Overall, the impact of the new rules on compounding and the hospital exemption for ATMPs will depend on national implementation and enforcement (including compliance with Pharmacopoeia standards and rules), as well as on forthcoming Commission implementing acts. These acts will specify, inter alia, the requirements for hospital exemption applications (including evidence on quality, safety, and efficacy), the content and format for data collection and reporting, the modalities for knowledge exchange between approval holders, and the conditions governing the preparation and use of ATMPs on a non-routine basis.
See PD, Recitals 11 and 18, Articles 1(5)(a), 1(6) and 2.

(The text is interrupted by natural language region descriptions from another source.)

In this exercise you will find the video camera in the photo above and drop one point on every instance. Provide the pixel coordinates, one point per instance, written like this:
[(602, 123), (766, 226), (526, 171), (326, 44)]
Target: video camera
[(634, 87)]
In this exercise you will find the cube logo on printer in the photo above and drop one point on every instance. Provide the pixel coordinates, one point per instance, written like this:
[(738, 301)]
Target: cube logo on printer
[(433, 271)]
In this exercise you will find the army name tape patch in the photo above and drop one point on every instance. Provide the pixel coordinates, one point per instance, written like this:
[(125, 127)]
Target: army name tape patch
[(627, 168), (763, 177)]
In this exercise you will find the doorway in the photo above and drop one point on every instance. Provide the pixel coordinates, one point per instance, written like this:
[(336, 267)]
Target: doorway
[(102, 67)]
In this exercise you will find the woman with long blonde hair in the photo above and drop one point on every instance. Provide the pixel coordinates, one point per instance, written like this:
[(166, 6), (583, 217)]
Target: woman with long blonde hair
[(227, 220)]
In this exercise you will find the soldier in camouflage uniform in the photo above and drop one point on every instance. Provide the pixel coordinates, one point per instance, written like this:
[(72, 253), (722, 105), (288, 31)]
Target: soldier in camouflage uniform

The new PD introduces a first-in-the-world incentive intended to support innovation in antimicrobial resistance (AMR), alongside a voluntary subscription model intended to help ensure a viable market for such products by the delinkage or partial delinkage of funding from the volume of sales.

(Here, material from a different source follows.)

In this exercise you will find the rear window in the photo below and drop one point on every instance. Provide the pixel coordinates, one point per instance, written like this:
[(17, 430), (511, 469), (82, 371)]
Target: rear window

At its core, is a transferable voucher for a 12-month extension of RDP for “priority antimicrobials”. To qualify, the product must address a multidrug-resistant organism and demonstrate a significant clinical benefit. The product must either have a mechanism of action distinctly different from that of any authorized antimicrobial, or contain a new active substance that addresses a serious or life-threatening infection. The applicant must also meet certain conditions, including ensuring the demonstration of sufficient capacity to supply, disclosing all direct financial support for research received, and filing in the EU within a defined timeframe.
The voucher may be used either for the antimicrobial itself or transferred for use with another centrally authorized product. However, its use is restricted: where applied to another product, it can only be exercised during the fifth and sixth year of the RDP period and is subject to a gross sales cap of 490 million euros, designed to exclude high-revenue (blockbuster) products.
The scheme is deliberately limited in scope. Only five vouchers will be granted across the EU, they are time limited, and may be revoked if supply obligations are not fulfilled.
Time will tell whether the combination of incentives, restrictions, and subscription models will have a sufficiently stimulating effect to address the high unmet need for new antimicrobials.
See PR, Articles 40-43a.
7. MA Procedures and Paediatric Obligations
The published compromise text includes measures intended to streamline regulatory procedures. Notably, the EMA scientific review timeline is reduced from 210 to 180 days. Several committees of the EMA (the Committee for Orphan Medicinal Products (COMP), the Paediatric Committee (PDCO), and the Committee for Advanced Therapies (CAT)) will be abolished. Expertise in those areas will be maintained in the form of working groups of the Committee for Medicinal Products for Human Use (CHMP).
For paediatrics, the text is a mixed bag. On the positive side, paediatric investigation plans (PIPs) may in some cases be developed in an “evolutionary” manner, allowing studies to adapt over time as scientific knowledge develops. This can help address the rigidity of the current system in which applicants in some cases need to submit repeated requests to amend PIPs.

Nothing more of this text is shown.